Elle couvre Athalia à mes côtés d'un regard tendre et rempli de compassion. Et je sens aussitôt dans l'air que ce qui sortira de sa bouche après ça, va radicalement changer l'atmosphère.

Je ne pense pas que Maïa s'en rende compte, elle a sans aucun doute besoin de lui parler de ce qu'elle s'apprête à lui dire, mais tout le corps d'Athalia lui envoie des signaux d'alerte qu'elle ne semble pas apercevoir.

Mais après tout, qui aurait pu ? Personne ne peut voir la crispation qui s'entiche de chacun de ses membres, ni ses phalanges qui encerclent avec force ses cuisses jusqu'à perdre toute couleur.

Moi je le remarque, parce que je sais. Parce que je travaille avec elle depuis des mois, et que je connais presque aussi bien les réactions de son corps que les miennes.

Même sa mâchoire qui tressaute sous sa peau est un signe avant-coureur. Mais ni Maïa, qui veut sûrement bien faire, ne l'aperçoit, ni Élie qui se décoince quelque chose entre les dents à l'aide d'un cure-dent.

— Je veux dire... Pour tout ce qui s'est passé l'année dernière, et... Enfin... Je suis désolée que tu aies dû subir ce genre de chanta...

— S'il te plaît. Non, la coupe Athalia, les mains tant serrées autour de ses genoux, que je ne sais pas si ce sont ces derniers qui tremblent, ou ses doigts.

Maïa a l'air vraiment embarrassée, même si au fond, et cela se voit à travers l'expression de ses iris, elle voulait simplement lui montrer son soutien. Je sais que ce n'était pas méchant, Élie aussi puisqu'il semble soudain prendre conscience qu'on existe.

Et je sais qu'au fond Athalia en est consciente, elle aussi.

Maïa ne sait juste pas contre quoi elle se bat au quotidien. Et comme elle semble avoir l'air de parler de ce qui s'est passé avec son ancien styliste, elle n'est pas au courant que c'est un sujet qui la touche encore énormément.

Tout du moins, je suppose qu'elle parle de ça. Même si Athalia ne m'a pas évoqué une quelconque histoire de chantage.

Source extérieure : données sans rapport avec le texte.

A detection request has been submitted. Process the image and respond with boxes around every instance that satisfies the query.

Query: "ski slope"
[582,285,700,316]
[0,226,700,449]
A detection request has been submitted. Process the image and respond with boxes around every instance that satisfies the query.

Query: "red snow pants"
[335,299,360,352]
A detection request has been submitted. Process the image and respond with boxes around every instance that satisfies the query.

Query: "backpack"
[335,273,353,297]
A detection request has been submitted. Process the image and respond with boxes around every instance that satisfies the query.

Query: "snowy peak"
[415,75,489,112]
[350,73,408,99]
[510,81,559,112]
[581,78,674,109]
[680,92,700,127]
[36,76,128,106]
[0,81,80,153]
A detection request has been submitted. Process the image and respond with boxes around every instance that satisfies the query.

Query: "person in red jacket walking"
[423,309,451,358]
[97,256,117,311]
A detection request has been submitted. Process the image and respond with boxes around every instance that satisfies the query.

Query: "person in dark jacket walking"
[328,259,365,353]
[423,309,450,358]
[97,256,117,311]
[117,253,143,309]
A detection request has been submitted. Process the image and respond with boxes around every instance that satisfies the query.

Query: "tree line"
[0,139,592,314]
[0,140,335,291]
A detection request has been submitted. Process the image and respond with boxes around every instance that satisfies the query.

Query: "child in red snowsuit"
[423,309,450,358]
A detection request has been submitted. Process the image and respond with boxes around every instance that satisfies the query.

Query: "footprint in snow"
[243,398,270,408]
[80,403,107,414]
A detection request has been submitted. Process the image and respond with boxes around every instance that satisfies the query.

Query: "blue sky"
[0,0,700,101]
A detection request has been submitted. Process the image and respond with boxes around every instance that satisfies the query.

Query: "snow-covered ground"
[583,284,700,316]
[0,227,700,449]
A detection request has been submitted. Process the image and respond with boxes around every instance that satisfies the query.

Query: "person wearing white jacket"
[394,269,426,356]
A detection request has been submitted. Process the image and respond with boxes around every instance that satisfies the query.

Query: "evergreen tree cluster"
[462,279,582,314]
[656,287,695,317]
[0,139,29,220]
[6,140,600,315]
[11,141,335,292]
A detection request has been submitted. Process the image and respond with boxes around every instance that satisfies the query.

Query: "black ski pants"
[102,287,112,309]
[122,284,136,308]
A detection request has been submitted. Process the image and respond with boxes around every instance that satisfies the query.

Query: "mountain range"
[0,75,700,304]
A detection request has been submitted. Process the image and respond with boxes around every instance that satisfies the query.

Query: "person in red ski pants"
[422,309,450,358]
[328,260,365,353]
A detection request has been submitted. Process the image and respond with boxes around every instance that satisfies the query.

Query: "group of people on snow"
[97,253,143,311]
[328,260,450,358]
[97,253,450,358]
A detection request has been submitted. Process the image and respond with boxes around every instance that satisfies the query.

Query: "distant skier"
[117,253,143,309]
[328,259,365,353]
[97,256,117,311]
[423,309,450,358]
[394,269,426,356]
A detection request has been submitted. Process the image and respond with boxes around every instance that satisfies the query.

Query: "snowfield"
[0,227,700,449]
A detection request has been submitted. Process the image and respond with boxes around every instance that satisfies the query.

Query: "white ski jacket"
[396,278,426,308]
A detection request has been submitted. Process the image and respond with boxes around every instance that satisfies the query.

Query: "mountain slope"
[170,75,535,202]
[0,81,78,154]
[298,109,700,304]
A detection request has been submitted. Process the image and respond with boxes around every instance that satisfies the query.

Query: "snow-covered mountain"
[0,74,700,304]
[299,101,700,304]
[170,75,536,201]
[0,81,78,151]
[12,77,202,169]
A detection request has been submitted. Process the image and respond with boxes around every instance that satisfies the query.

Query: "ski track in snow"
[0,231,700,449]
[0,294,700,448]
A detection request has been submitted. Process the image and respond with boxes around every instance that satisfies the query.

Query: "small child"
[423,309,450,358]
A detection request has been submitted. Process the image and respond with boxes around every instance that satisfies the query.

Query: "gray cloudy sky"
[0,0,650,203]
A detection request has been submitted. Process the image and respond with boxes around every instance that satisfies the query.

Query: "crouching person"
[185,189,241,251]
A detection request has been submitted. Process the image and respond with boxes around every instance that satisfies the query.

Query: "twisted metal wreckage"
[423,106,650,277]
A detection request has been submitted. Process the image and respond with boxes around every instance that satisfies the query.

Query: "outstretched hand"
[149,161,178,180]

Car c'est bien le mot qu'elle s'apprêtait à dire, avant qu'elle ne la coupe, n'est-ce pas ?

— Je suis désolée...

Maïa s'excuse d'une voix douce envers Athalia, tandis que j'ai l'impression qu'il me manque une pièce du puzzle. Je comprends que c'est la même chose pour Élie, vu la façon dont il me regarde de l'autre côté de la table.

Pour autant, je continue de caresser avec tendresse le dos d'Athalia en sentant ses omoplates plus que tendues sous la pulpe de mes doigts.

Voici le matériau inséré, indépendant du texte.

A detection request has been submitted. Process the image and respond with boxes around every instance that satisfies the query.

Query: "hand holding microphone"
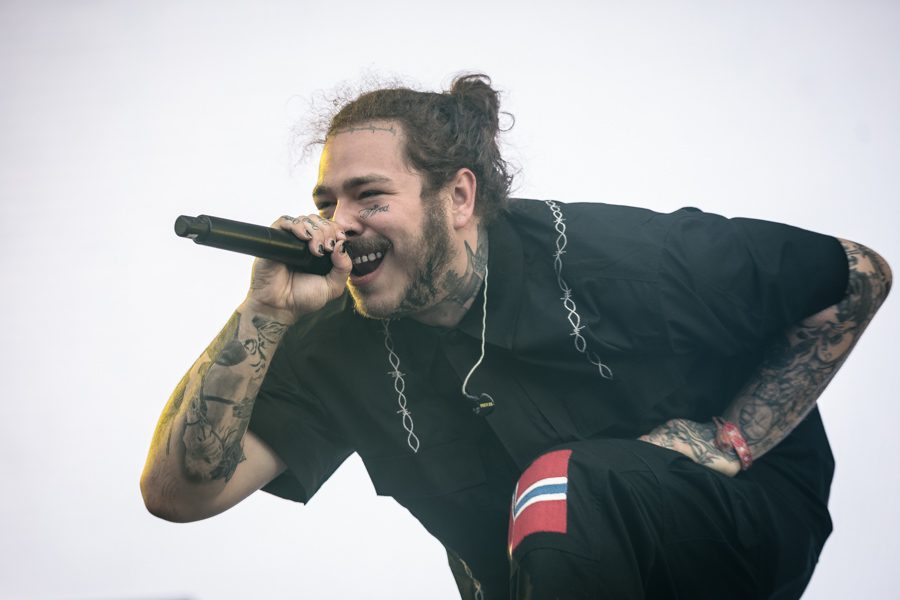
[175,215,353,322]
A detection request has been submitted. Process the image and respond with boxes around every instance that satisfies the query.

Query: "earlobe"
[450,168,478,229]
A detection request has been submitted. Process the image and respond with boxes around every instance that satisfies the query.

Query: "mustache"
[344,236,391,258]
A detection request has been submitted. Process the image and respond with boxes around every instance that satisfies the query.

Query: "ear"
[447,167,478,229]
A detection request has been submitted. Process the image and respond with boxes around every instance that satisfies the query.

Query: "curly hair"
[319,73,513,223]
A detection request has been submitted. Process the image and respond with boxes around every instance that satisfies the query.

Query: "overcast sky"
[0,0,900,600]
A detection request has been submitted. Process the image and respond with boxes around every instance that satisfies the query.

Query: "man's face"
[313,121,456,318]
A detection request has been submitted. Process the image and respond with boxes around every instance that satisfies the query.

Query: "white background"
[0,0,900,600]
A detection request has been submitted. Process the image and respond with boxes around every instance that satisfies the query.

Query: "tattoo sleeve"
[153,313,287,481]
[725,240,891,457]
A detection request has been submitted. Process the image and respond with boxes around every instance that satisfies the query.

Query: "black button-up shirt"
[250,200,847,598]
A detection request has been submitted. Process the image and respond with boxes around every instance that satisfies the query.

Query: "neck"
[412,224,488,327]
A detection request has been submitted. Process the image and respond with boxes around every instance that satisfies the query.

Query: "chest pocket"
[362,439,485,498]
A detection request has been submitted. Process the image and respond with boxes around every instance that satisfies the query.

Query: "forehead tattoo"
[359,204,388,221]
[334,125,397,135]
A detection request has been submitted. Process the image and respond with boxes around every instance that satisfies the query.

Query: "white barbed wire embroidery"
[544,200,612,379]
[381,319,419,453]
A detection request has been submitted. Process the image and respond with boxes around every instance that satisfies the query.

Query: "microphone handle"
[175,215,331,275]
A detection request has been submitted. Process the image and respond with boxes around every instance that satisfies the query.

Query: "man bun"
[325,73,513,224]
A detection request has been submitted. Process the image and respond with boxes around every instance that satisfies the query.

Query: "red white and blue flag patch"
[509,450,572,556]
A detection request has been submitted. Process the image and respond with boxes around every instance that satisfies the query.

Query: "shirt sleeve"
[659,209,848,355]
[249,334,353,502]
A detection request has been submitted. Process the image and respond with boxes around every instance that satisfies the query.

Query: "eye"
[316,202,334,219]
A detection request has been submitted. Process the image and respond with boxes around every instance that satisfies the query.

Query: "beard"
[350,198,456,319]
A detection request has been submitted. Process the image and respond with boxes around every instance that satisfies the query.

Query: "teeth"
[353,252,384,265]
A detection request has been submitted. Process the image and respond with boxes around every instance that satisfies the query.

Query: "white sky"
[0,0,900,600]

Elle ne dit rien. Reste stoïque, perturbée. Mais je sens qu'elle est blessée. Son aura parle pour elle et me renvoie ses maux en pleine figure.

Ses mains tressautent encore sur ses cuisses, mais elles se détendent peu à peu en rythme avec les caresses que je lui prescris, malgré le lourd malaise qui vient de s'installer entre nous.

Maïa essaie de ranger maladroitement ce qui traîne sur la table, alors qu'Élie nous regarde à tour de rôle, comme s'il tentait de nous analyser pour savoir quel moment serait le plus propice pour qu'il s'exprime.

Mais tout compte fait, il ne dit rien après avoir vu l'expression d'Athalia face à lui, et se lève avec une lenteur mesurée pour apporter son aide à sa femme.

Je leur aurais bien donné un coup de main moi aussi, mais Athalia à mes côtés, et la détresse qui émane encore de chaque pore de son épiderme, m'empêchent de faire quoi que ce soit.

Je ne veux pas la laisser toute seule. J'ai compris par ses gestes, et ses non-dits, qu'elle avait encore plus besoin de moi maintenant.

Alors je reste ainsi, malgré l'incommodité de la situation, jusqu'à ce qu'Athalia tourne son visage vers le mien.

C'est assez inattendu, presque subite. Son regard éteint, vide, gorgé de souvenirs qu'elle aimerait oublier, se heurte au mien, plus inquiet que jamais.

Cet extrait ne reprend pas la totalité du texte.